Malgré la gratuité, les enfants n’ont donc pas tous les mêmes chances de réussir à l’école. En effet, les effectifs des classes ont beaucoup augmenté et les enseignants ont bien du mal à gérer parfois près de 100 élèves. “Je remarque difficilement les absents, car les élèves sont très nombreux”, constate un enseignant.

Les maîtres ne peuvent pas s’occuper de chacun individuellement et beaucoup d’enfants rentrent chez eux sans avoir compris ce qu’on leur a enseigné. Tout particulièrement les petits campagnards, dont les parents sont pauvres et peu ou pas instruits. Les citadins dont les parents sont plus nantis et instruits peuvent eux compléter l’enseignement insuffisant reçu en classe.

Plus cher qu’avant la gratuité

Ainsi, à Ngozi, presque tous les 50 mètres, on trouve une classe privée où on enseigne après l’école. Ayant remarqué que leurs enfants apprennent peu dans la journée, la plupart des parents leur payent des cours du soir pour relever leur niveau. “Mon enfant était complètement perdu. Chaque fois que je le questionnais à propos de ce qu’il avait étudié à l’école, il ne me répondait pas, même à mes questions les plus simples”, s’étonnait Pierre, un parent. Avec le cours du soir, son enfant a progressé. Il a 55 % au second trimestre contre 45 % au premier, avant d’avoir commencé ces cours. Les parents doivent ainsi se serrer la ceinture pour faire étudier leurs enfants.

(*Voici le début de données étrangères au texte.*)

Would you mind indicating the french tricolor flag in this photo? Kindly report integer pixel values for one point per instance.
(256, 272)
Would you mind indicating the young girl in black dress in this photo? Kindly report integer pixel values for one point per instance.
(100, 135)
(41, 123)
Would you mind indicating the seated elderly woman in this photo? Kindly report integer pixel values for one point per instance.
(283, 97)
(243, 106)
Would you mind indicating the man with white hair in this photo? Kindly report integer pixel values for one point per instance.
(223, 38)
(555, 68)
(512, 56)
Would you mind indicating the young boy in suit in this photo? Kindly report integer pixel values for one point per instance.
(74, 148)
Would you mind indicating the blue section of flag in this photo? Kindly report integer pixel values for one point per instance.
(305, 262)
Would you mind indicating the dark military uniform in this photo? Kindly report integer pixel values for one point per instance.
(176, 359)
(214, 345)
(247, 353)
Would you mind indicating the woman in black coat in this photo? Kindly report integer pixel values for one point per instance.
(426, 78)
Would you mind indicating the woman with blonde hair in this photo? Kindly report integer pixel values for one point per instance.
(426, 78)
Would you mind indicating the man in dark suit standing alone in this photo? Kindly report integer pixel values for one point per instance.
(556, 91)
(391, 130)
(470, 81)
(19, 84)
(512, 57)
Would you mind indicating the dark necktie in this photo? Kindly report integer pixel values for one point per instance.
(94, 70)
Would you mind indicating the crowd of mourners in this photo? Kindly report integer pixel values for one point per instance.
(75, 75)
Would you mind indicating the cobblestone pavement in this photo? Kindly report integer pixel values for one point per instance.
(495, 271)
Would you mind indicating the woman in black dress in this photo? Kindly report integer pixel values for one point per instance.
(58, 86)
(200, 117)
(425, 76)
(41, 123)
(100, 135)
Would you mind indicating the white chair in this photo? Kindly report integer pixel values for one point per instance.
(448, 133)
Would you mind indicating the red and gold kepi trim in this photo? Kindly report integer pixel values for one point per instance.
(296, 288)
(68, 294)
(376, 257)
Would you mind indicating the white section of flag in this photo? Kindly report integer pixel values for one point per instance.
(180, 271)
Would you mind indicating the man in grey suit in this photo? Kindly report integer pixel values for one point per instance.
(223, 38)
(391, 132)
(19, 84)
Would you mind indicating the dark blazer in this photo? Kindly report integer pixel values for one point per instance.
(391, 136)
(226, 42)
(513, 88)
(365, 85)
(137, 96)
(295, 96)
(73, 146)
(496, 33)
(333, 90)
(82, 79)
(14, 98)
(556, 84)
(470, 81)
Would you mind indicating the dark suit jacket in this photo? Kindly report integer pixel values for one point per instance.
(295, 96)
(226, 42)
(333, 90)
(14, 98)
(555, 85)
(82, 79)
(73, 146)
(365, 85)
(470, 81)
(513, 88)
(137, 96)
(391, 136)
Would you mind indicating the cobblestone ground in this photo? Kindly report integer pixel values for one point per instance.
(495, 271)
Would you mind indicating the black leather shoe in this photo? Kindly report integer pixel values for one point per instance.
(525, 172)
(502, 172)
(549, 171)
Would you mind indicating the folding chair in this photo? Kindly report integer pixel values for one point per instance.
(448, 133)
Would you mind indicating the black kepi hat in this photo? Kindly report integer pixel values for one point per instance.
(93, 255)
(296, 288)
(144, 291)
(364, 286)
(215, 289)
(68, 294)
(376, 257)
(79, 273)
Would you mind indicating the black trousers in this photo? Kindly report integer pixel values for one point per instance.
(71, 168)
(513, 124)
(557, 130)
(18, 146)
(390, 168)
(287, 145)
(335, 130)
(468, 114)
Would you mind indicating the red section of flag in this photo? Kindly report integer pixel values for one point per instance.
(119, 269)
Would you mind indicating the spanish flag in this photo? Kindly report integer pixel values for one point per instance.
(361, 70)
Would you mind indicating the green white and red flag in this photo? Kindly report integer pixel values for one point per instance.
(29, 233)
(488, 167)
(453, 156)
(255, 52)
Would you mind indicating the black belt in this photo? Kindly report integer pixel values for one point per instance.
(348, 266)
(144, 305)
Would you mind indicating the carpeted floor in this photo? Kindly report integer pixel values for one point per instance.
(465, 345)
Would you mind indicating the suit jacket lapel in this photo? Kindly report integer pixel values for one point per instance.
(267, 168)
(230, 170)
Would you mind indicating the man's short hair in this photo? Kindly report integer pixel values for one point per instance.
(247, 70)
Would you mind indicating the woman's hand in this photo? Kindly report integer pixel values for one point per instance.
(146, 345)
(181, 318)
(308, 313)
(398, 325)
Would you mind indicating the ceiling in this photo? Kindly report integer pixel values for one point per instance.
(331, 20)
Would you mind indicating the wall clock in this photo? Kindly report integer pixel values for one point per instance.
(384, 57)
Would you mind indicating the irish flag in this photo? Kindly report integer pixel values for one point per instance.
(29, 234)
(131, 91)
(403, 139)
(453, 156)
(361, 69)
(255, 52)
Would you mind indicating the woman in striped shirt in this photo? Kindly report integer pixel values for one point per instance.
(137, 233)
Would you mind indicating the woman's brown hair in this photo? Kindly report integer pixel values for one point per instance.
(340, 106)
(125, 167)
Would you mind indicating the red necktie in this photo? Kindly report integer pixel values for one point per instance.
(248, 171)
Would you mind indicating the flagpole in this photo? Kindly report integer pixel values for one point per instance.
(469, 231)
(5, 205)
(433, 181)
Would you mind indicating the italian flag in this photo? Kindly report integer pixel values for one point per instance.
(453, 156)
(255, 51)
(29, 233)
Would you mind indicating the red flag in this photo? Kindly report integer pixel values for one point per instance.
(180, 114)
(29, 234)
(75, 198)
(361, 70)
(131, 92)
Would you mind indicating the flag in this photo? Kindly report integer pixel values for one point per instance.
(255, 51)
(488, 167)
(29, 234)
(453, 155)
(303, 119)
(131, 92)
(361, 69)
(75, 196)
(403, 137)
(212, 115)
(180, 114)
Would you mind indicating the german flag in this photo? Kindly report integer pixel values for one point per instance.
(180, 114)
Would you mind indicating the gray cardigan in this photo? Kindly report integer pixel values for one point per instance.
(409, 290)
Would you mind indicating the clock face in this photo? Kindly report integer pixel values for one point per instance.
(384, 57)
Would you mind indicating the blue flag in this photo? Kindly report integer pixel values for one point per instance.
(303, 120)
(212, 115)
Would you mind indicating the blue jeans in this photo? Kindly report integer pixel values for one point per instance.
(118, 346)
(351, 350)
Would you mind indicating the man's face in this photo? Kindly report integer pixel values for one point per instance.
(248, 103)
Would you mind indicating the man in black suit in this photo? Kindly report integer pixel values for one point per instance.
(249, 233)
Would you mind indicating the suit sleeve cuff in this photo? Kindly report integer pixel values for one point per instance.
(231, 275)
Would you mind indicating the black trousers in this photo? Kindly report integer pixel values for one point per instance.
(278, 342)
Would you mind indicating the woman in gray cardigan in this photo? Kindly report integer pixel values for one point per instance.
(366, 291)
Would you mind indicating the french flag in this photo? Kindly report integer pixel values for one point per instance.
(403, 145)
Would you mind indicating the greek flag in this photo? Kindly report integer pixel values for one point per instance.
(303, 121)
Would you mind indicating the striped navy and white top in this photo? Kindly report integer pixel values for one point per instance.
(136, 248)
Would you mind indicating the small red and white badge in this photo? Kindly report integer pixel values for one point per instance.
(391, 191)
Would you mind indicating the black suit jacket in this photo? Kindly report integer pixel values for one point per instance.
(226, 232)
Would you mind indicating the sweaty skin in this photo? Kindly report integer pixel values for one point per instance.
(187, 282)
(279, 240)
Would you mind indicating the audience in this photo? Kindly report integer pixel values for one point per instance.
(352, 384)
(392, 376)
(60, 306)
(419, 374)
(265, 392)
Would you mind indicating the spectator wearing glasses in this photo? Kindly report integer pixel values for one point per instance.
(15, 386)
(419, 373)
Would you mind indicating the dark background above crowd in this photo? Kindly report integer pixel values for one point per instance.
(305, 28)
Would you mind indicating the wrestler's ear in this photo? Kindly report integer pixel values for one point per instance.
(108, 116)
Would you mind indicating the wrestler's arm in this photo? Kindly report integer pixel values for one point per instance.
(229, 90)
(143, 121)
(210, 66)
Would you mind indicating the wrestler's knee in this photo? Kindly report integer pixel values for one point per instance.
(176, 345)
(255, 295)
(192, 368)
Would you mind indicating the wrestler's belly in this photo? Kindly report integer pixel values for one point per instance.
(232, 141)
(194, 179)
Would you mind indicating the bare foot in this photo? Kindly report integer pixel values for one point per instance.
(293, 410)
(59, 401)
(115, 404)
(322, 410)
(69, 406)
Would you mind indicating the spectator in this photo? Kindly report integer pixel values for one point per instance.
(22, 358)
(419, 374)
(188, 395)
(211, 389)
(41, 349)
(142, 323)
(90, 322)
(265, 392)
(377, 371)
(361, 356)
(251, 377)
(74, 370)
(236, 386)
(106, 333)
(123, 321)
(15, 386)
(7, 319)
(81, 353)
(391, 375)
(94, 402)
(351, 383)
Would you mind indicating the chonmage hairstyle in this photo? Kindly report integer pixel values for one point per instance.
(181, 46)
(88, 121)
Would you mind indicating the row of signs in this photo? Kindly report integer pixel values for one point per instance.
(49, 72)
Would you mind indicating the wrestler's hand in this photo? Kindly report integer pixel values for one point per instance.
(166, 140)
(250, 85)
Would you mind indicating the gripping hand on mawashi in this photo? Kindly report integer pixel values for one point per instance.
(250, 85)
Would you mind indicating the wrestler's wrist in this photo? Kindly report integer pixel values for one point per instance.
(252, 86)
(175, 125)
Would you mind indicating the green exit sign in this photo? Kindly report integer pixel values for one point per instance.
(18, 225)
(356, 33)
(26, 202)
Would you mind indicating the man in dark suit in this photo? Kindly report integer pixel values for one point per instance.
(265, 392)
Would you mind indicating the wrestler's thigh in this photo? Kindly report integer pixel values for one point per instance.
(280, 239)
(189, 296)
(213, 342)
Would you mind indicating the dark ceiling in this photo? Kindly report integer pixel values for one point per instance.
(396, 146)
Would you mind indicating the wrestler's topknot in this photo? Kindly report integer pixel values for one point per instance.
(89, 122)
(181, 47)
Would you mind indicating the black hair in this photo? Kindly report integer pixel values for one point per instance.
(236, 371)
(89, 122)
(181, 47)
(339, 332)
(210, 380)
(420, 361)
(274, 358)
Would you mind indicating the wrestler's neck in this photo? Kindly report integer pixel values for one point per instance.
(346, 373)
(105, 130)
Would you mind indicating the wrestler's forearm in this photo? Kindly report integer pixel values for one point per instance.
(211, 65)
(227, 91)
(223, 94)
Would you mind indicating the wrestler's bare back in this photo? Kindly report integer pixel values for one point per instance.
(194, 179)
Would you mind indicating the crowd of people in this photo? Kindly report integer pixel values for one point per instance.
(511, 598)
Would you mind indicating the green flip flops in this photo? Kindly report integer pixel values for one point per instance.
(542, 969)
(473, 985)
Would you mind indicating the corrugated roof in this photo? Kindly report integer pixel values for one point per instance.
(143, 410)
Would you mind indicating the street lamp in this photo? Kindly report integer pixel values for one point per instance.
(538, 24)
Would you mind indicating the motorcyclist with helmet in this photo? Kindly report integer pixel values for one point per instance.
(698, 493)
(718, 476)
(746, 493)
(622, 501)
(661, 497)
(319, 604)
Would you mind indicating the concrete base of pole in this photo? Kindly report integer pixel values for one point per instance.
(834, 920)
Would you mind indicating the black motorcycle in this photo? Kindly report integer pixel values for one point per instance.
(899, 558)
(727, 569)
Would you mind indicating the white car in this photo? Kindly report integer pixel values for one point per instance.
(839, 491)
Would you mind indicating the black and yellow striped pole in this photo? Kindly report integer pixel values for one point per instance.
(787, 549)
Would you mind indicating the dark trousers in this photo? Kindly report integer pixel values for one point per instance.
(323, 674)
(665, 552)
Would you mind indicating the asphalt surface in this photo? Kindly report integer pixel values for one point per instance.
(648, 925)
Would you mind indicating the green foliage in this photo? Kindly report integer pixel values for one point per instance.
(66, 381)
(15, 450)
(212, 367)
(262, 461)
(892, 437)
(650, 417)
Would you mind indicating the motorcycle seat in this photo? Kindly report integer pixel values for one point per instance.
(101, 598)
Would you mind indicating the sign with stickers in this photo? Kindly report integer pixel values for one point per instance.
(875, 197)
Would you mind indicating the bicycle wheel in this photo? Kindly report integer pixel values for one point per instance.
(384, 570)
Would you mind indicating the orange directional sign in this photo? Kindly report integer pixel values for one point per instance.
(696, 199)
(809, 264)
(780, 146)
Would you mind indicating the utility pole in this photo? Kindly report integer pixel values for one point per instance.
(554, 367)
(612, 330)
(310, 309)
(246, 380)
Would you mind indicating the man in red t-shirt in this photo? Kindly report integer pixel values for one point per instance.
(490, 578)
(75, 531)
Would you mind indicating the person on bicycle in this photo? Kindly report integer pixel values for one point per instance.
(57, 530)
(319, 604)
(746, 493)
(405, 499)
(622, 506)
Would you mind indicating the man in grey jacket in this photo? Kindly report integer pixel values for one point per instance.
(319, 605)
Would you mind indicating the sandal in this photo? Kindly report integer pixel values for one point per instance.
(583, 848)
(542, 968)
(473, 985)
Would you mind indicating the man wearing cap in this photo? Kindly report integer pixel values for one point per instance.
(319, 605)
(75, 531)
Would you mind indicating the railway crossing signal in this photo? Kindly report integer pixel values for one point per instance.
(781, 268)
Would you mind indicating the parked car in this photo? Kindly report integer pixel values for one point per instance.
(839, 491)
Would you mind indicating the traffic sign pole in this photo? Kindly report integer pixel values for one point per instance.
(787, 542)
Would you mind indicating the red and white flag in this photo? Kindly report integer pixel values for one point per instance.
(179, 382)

“La gratuité n’est qu’une illusion. Peut-être des parents qui veulent juste que leurs gosses soient alphabétisés en profitent, mais sans chercher à aller plus loin”, regrettent des parents après la proclamation des résultats de leurs enfants. En réalité, bien que les enfants soient supposés étudier sans payer, les parents qui veulent qu’ils soient bien formés payent plus cher qu’avant la gratuité.

Les cours du soir coûtent 10 000 Fbu (10 $) par mois et par enfant, soit 90 $ /an alors qu’avant, il fallait seulement débourser 1 500 Fbu (1,5 $) pour que son enfant soit bien formé. Pour ne pas avoir à payer ces sommes, il faut être de connivence avec un enseignant et lui demander de suivre de près son enfant.

Bien que les enseignants soient très fatigués par les nombreux élèves qu’ils doivent suivre à l’école, les cours du soir sont ainsi devenus une ressource importante pour compléter leurs salaires minimes. L’un d’eux témoigne qu’en plus de son salaire de 91 $ par mois, il gagne plus de 100 $ à enseigner à plus de dix enfants après l’école dans une salle qu’il loue au quartier.